16 July 2009 10:37:37 rant, software

This rant was originally going to be part of previous multi-rant, but it has then grown in size to be fully self-sufficient.

I'm not exactly the biggest fan of PulseAudio and based on my past encounters with it I tend to blame PulseAudio for all audio issues on GNU/Linux until proven otherwise. Take that in account when you read this. Technically I think PulseAudio is neat and it has some ambitious goals but right now it simply doesn't work for me.

rant mode on

If you ask me, PulseAudio is the source of all evil. Well, maybe not the source of all evil, but to me it has done more bad than good.

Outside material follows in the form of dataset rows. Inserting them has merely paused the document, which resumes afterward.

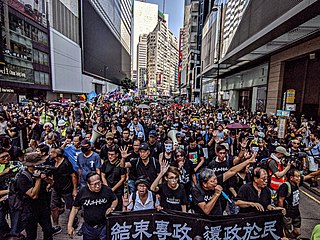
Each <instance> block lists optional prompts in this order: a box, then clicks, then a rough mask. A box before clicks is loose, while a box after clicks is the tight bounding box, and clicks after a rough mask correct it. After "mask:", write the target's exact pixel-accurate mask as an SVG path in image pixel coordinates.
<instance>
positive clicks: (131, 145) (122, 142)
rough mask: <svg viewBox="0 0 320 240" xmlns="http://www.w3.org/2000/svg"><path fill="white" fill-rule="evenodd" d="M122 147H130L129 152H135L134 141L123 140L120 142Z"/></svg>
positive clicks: (130, 139) (132, 139)
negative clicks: (126, 140)
mask: <svg viewBox="0 0 320 240" xmlns="http://www.w3.org/2000/svg"><path fill="white" fill-rule="evenodd" d="M119 146H120V147H125V146H126V147H128V152H130V151H133V139H129V140H128V141H125V140H124V139H121V140H120V142H119Z"/></svg>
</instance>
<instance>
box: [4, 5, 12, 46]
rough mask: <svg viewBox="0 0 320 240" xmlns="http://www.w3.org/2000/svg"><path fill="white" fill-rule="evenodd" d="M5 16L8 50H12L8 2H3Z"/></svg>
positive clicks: (4, 21) (4, 27)
mask: <svg viewBox="0 0 320 240" xmlns="http://www.w3.org/2000/svg"><path fill="white" fill-rule="evenodd" d="M3 15H4V29H5V33H6V47H7V49H8V50H11V46H10V26H9V7H8V0H4V1H3Z"/></svg>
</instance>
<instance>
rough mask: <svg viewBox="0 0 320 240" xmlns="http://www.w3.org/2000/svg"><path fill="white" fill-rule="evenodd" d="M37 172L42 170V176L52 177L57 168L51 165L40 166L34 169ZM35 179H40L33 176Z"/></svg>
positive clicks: (33, 174)
mask: <svg viewBox="0 0 320 240" xmlns="http://www.w3.org/2000/svg"><path fill="white" fill-rule="evenodd" d="M34 168H35V169H36V170H40V174H45V175H50V174H52V172H54V171H55V170H56V169H57V168H56V167H53V166H51V165H38V166H35V167H34ZM33 175H34V177H39V176H38V175H37V174H33Z"/></svg>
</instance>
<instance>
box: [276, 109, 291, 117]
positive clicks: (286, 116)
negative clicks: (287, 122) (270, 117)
mask: <svg viewBox="0 0 320 240" xmlns="http://www.w3.org/2000/svg"><path fill="white" fill-rule="evenodd" d="M276 116H277V117H290V111H288V110H277V114H276Z"/></svg>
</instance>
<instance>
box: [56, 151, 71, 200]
mask: <svg viewBox="0 0 320 240" xmlns="http://www.w3.org/2000/svg"><path fill="white" fill-rule="evenodd" d="M72 173H74V170H73V167H72V165H71V163H70V162H69V160H68V159H67V157H65V158H64V160H63V161H62V163H61V164H60V165H59V166H58V167H57V169H56V170H55V171H54V172H53V174H52V175H53V181H54V183H53V188H54V190H55V191H56V192H58V193H62V194H64V193H71V192H72V190H73V184H72V176H71V174H72Z"/></svg>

First of all PulseAudio hides real hardware mixers behind its shiny shell. That would be mostly ok if the real ALSA mixer would not be muted on default on most new computers we install. I can blame Ubuntu/ALSA for that, but as far as I can remember, Debian's ALSA init.d-scripts take care of that. ALSA mixers can be used even when PulseAudio is running (if you know how) but that's not the point.

Second, many (GNOME/Cubbli) users here at university who want to use their wireless USB headphones come to ask for help. They can't seem to figure it out themself -- and I'm not blaming them. Since I've only configured ALSA to use those headphones, someone had to teach me how to do it with PulseAudio. Here's how I was told to do it.

If I get this right, PulseAudio remember which output is used for each application. This way music and movie players can use your stereo system for sound, and your VoIP application can use the headphones. That's great and all, but if I never touch those settings, but then select different device as default output device, I'd expect the sounds to go to that device. Apparently PulseAudio does not only remember user's choices, but also remember what device was used when the application was started for the first time. I can imagine why people made it this way, but part of me is still wondering "what were they thinking!?"

Third, PulseAudio constantly crashes on me. When I started working here last year didn't know anything about PulseAudio. When I first launched alsamixer I noticed that strange audio device called PulseAudio. I then started playing SIDs with my ALSA-enabled sidplay2 only to find out that after an hour or two the sound was no longer working. Applications didn't compain about the device, the volume was set properly, but there was simply no sound. Eventually I killed and restarted PulseAudio and suddenly everything started working again. After a few days I grew tired of this, killed PulseAudio but never restarted it. Only then I realized what PulseAudio was. I realized PulseAudio was unnecessary source of trouble.